Aku menulis karena aku senang menulis, bukan karena ingin mendapatkan legitimasi dari sebuah platform yang aku gunakan untuk berbagi tulisanku, aku seharusnya mengabaikan gambar mata, gambar hati dan juga gambar kotak pesan yang selalu saja menjadi perhatianku selama ini.
“Ben…” seseorang menepuk pundakku. Aku menoleh ke arahnya.
“Pak Rudi…” sapaku, ia inspirasiku dulu.
“apa kabar pak, sehat” kusambut tangannya, segera ku tempelkan ke dahiku.

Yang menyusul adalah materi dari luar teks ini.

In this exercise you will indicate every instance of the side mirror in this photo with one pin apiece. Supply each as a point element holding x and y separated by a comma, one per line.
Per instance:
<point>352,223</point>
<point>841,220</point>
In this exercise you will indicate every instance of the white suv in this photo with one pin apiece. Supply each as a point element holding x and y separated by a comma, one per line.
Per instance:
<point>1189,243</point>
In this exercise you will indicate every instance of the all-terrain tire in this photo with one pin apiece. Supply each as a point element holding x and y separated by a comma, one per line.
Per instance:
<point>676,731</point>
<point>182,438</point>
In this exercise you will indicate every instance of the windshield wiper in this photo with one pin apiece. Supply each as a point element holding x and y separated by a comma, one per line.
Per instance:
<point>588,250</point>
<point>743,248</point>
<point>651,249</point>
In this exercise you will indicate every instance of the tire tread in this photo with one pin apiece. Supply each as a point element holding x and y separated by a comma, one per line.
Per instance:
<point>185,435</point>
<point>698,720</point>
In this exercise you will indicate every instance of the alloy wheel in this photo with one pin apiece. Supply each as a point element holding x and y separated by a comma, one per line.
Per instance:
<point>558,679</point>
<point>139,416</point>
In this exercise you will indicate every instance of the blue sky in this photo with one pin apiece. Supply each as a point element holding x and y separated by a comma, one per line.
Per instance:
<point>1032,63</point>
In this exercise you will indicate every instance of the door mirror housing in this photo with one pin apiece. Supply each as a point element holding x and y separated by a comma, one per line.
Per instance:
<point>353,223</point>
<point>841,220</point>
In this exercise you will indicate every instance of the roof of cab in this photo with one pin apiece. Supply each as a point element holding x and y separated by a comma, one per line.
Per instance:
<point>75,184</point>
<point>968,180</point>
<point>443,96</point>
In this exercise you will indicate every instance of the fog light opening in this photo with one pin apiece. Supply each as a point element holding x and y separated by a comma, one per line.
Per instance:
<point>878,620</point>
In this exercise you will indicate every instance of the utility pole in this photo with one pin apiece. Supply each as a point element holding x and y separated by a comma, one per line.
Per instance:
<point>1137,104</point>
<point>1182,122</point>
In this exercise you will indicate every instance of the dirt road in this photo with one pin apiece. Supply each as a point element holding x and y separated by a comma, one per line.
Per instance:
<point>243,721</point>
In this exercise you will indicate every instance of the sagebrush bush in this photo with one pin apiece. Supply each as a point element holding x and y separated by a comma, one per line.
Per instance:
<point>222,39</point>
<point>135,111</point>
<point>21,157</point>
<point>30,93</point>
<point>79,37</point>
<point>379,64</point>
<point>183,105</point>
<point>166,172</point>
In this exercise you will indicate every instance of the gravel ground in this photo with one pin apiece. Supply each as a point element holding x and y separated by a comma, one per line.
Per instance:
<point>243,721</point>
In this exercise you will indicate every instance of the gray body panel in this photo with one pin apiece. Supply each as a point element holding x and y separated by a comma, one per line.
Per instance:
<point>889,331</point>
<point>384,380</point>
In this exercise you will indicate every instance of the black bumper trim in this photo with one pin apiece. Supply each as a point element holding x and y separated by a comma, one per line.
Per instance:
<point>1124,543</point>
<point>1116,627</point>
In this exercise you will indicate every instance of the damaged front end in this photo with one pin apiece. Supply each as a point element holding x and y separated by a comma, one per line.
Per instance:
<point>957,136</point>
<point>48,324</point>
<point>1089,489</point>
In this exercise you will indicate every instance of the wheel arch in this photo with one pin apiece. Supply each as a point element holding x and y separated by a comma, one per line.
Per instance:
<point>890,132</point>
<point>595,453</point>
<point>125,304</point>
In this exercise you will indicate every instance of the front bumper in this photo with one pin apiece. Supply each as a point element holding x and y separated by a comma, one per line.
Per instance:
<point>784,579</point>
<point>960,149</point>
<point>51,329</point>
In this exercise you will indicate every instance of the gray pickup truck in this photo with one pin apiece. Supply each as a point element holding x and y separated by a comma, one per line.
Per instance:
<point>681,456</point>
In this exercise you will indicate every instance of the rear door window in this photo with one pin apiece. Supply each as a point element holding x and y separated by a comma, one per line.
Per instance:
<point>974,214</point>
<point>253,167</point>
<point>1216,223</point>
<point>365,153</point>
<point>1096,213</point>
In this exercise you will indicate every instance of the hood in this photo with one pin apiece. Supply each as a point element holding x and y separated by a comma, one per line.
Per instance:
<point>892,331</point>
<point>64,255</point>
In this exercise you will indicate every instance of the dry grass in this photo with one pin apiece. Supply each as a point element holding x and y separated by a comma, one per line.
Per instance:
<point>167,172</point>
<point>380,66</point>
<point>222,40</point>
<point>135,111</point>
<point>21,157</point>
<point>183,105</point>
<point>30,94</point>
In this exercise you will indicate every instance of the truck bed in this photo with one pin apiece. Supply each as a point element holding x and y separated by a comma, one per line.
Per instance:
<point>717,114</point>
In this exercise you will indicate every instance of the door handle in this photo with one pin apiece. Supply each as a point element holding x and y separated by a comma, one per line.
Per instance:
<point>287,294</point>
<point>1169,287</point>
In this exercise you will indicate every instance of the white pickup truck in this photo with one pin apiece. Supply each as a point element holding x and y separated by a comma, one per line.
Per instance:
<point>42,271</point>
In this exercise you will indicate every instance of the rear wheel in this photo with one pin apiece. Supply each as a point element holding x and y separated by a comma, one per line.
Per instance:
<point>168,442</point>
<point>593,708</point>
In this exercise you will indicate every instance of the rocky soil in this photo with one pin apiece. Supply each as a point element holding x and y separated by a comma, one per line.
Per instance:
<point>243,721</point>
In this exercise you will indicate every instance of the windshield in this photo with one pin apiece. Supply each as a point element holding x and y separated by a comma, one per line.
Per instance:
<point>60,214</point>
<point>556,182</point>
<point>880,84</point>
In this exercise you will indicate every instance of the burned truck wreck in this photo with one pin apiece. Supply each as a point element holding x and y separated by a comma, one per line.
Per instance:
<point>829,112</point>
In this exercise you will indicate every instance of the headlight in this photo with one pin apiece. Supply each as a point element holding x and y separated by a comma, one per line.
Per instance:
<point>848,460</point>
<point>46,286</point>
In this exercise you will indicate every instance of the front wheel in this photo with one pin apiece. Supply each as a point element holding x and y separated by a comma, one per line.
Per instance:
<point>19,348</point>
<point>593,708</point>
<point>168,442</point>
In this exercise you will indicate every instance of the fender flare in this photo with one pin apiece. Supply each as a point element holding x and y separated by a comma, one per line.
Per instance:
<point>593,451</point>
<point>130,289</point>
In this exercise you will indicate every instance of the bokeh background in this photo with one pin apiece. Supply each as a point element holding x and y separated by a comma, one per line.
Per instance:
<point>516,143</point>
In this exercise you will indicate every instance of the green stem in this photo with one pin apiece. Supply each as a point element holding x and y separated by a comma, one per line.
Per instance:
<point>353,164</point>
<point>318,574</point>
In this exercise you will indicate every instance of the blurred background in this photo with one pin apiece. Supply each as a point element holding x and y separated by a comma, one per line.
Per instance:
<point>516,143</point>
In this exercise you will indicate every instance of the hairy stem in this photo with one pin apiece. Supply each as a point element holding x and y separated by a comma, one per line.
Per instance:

“alhamdulilah sehat Ben” jawabnya “kamu bagaimana, masih jadi Ghost writer?” tanyanya kepadaku, dalam pemikirannya, menulis itu tidak perlu berangan-angan akan diapresiasi, akan mendapatkan pujian, akan mendapatkan legitimasi penulis hebat, tidak, tidak, ia selalu memberikanku pandangan yang berbeda, ia adalah inspirasiku. Ghost Writer menurutnya adalah seorang penulis yang hebat, ia tidak perlu dikenal, karena tulisan-tulisan yang bermakna akan selalu dikenang dibawah alam sadar para pembacanya.
“sehat alhamdulilah.. aku masih nulis kok Pak" jawabku "ga enak pak ga dikenal orang, bikin cerpen aja ga ada yang baca” celotehku.
“hahaha… ia tertawa terbahak-bahak, berarti kamu masih jadi Ghost Writer ya” candanya.
“pak.. aku ingin berhenti menulis” sahutku ditengah-tengah tawanya yang lucu itu.
“bagus” jawabnya singkat seketika, dan ia berhenti tertawa, raut wajahnya berubah. “saya tahu kamu menulis di platform itu, saya baca tulisan-tulisanmu itu, ada yang menarik ada juga yang membosankan, ada yang unik ada juga yang tidak karuan” sambungnya.